Penny’s first clue that life in Hog’s Hollow will be a little more permanent is when her mom opens the cupcake shop. Penny used to live in New York City with her mom and dad. Now her parents have split. She hoped it would be temporary. She loved her old life and now has to make a new one. Her big troubles began when she and her mom make cupcakes for the local “it girl”, Charity. An accident at the party sends cupcakes flying, filling the birthday girl’s hair with pink frosting. Charity decides to bully Penny, making her life miserable. Another problem, they like the same boy. Luckily another outsider, Tally befriends her. The two girls have much more in common than they realize. Penny must deal with bullies, building a new life and her feelings for a boy sometimes acts like he is interested and sometimes does not. The revenge Tally comes up with is very creative. They spin the bullying to make themselves look less bothered. Many teens will relate to one or more of the characters. I love the characters. Tally is strong girl who isn’t afraid to paint her hair wild colors. She has her own heartache, but builds a good life with her kind aunt. Charity is so nasty. What could make a girl so mean? I love reading about the different designs Penny has for the cupcakes. This book is good for a teen dealing with divorce or bullies.
Some ideas for discussing with teens:
Talk about the bullying Penny receives from Charity. Why is Charity so mean? Talk about how Tally spins the meanness and gets her revenge.
Marcus talks about what jolly rancher flavors say about a person. What is your favorite flavor? What do you think it says about you?

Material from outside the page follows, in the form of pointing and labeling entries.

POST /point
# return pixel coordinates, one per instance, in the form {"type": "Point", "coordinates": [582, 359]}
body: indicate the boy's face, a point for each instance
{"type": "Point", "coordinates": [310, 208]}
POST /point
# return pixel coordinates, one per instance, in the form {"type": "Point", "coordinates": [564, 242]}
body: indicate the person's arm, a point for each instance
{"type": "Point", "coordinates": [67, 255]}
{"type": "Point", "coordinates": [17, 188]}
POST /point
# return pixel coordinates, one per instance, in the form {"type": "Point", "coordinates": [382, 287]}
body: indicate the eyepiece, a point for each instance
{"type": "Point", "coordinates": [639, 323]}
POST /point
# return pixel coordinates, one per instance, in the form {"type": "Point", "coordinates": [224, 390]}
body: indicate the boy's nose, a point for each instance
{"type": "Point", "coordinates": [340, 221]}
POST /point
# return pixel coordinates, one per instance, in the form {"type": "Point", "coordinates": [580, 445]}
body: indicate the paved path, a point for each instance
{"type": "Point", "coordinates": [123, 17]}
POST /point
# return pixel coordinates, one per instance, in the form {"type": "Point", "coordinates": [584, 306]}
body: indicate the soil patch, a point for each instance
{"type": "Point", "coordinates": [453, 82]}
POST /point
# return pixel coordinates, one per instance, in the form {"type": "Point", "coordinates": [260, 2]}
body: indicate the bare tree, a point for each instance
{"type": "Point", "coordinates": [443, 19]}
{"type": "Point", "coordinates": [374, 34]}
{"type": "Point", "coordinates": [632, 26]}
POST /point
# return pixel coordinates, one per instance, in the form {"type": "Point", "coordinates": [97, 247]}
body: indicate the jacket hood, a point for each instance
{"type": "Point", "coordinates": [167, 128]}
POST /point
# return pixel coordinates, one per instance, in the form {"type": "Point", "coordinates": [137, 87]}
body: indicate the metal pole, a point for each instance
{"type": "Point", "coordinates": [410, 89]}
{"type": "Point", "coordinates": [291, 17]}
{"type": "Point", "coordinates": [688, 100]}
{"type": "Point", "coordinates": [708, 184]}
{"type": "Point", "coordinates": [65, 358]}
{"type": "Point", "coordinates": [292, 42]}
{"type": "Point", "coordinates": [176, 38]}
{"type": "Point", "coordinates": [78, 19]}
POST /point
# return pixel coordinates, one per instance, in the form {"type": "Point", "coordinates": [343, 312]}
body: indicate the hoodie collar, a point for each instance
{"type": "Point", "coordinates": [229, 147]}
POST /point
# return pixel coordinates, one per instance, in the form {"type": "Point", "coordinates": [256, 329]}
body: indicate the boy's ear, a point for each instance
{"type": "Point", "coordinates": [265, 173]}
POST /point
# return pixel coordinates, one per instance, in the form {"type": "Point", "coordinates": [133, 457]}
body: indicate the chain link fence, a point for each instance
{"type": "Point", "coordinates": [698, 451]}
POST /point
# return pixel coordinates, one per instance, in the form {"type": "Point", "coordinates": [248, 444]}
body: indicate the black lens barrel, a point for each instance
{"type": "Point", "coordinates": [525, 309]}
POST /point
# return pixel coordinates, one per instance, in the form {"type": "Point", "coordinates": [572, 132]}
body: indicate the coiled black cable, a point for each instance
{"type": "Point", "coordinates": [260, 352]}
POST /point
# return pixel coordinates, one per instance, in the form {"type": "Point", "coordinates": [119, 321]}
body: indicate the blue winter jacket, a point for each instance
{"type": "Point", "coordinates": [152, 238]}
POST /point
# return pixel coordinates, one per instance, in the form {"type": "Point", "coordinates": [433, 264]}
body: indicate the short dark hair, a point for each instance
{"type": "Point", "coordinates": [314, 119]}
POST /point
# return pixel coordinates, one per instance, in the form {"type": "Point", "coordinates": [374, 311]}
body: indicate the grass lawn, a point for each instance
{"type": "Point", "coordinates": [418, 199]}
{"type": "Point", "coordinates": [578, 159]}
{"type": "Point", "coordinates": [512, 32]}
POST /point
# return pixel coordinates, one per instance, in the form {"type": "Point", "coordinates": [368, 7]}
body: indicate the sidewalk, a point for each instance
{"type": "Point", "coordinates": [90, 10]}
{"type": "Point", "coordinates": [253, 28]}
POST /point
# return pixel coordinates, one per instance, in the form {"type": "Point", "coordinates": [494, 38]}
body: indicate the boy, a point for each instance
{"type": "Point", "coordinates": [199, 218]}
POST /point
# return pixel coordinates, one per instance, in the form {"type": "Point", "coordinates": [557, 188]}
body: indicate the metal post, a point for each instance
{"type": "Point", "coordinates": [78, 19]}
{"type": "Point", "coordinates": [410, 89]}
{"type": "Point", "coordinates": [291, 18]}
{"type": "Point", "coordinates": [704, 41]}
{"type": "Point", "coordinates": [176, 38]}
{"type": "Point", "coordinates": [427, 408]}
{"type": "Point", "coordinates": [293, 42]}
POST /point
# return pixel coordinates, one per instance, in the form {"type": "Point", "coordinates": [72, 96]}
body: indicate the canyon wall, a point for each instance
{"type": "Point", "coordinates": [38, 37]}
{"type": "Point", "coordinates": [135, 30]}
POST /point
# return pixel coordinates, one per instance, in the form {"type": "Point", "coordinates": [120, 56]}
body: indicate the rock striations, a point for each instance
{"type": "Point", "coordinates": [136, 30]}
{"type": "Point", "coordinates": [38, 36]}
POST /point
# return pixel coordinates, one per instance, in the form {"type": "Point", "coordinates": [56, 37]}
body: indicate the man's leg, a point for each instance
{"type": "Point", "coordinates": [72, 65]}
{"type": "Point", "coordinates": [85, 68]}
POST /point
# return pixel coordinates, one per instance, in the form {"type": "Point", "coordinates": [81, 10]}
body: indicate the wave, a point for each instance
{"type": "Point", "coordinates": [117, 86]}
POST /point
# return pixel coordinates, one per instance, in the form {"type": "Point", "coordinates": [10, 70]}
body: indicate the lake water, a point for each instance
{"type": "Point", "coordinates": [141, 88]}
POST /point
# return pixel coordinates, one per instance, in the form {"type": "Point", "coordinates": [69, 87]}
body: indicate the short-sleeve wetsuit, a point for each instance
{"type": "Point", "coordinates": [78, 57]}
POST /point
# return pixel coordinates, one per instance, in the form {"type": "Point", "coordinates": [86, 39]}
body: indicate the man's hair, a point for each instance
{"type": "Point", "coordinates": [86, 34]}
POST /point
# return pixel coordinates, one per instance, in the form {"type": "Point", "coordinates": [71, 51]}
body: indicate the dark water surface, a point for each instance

Penny says “In the City, I would dress to be noticed. Here I try to dress to disappear.” Discuss. What would make a person do either?
Why do you think Marcus ignores Penny in school but is friendly when they meet on the beach?
Marcus talks about how his father works on his planet sculptures as a something to do so he does not have to feel. Discuss.
Penny says she smiles when she thinks about Snowball. The bird lost both her wings but seems to be the happiest creature she’s ever met. Talk about adapting when you’ve lost something really important.
If teens want, they can talk about their own experience with their parent’s divorce.
Compare “the way life should be” with “the way life is.”